European Semiconductor Hub Imec Expands Investment Arm into the United States
Leuven, Tuesday 19 May 2026
Imec is launching US investment offices to accelerate technology spin-offs, perfectly timed with its unveiling of a world-first quantum computing device featuring microscopic six-nanometre components.
Transatlantic Ambitions for Deep-Tech Scaling
On 18 May 2026, the Belgian semiconductor research institute Imec officially unveiled a dedicated United States presence for its deep-tech venturing arm, imec.ventures [2]. Establishing teams on both the East Coast and in Silicon Valley, the initiative is designed to strengthen ties with American venture capitalists and accelerate the scaling of semiconductor start-ups [2]. Rather than merely injecting capital, imec.ventures accelerates growth through strategic, non-cash contributions, granting spin-offs access to Imec’s extensive intellectual property, infrastructure, and more than 40 years of research and development expertise [2]. This venturing framework, which operates alongside imec.istart and imec.xpand, focuses on long-term value creation for the semiconductor industry [2].
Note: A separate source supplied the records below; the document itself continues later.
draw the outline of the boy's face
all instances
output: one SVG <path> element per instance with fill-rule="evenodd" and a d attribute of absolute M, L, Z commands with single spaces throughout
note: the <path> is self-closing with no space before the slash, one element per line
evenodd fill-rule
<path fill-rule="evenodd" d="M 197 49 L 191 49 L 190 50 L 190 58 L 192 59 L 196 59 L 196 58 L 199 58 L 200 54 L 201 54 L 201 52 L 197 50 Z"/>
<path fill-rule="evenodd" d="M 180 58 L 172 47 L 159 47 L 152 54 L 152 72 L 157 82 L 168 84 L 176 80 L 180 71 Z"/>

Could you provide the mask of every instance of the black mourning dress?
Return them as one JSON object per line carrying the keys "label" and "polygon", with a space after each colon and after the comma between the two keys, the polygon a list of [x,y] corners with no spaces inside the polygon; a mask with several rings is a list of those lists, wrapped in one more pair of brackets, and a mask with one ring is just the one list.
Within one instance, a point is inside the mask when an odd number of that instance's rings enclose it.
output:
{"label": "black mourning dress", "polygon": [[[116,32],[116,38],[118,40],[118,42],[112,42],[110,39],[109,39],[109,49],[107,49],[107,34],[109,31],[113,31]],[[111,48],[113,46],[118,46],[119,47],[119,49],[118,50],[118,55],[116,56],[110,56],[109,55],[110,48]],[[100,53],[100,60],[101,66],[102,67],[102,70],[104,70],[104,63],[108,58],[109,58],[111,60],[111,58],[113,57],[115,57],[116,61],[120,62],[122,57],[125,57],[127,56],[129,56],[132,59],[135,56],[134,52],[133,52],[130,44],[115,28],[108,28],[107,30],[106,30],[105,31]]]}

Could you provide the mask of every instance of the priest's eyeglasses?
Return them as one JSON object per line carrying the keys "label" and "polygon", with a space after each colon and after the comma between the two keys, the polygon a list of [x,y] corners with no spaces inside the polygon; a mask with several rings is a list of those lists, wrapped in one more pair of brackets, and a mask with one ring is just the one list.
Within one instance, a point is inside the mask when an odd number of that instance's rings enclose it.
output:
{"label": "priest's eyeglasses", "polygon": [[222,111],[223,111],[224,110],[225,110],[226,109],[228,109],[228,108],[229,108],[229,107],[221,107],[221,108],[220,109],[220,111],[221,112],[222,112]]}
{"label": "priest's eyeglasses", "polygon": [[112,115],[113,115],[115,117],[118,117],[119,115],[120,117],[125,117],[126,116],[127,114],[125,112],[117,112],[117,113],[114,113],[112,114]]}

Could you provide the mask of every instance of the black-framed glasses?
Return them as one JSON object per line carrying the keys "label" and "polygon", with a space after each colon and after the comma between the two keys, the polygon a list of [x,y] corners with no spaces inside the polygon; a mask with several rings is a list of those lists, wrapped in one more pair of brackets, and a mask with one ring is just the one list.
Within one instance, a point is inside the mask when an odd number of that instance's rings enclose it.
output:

A Quantum Leap in Silicon Manufacturing
Concurrently, Imec has reinforced its position at the vanguard of semiconductor innovation. On 19 May 2026, during the ITF World conference in Leuven, the institute presented the world’s first integrated hardware device fabricated using High NA EUV lithography [1]. The breakthrough involves a quantum dot qubit device, marking a critical milestone in the journey to scale quantum computing from isolated laboratory experiments to large-scale, manufacturable systems [1]. By utilising silicon quantum dot spin qubits, which are inherently compatible with standard Complementary Metal-Oxide-Semiconductor (CMOS) processes, the research hub is paving a viable path for industrial-scale quantum production [1].
Fortifying the European Semiconductor Value Chain
This dual announcement—spanning aggressive venture capital expansion and bleeding-edge hardware development—highlights a broader push to fortify the European semiconductor value chain [GPT]. The continent’s strategy for supply chain resilience heavily relies on its dominance in highly specialised equipment and research, championed by entities like Imec, ASML, and deposition equipment specialist ASM [GPT]. By leveraging standard CMOS processes, as noted by Imec’s project leader and quantum integration engineer Sofie Beyne, the industry can “reuse the entire ecosystem of silicon scaling” [1]. This ecosystem increasingly includes adjacent technologies such as integrated photonics, supported by hubs like the Netherlands’ PhotonDelta, which are vital for the high-speed data transfer required in advanced chip design and quantum computing systems [GPT].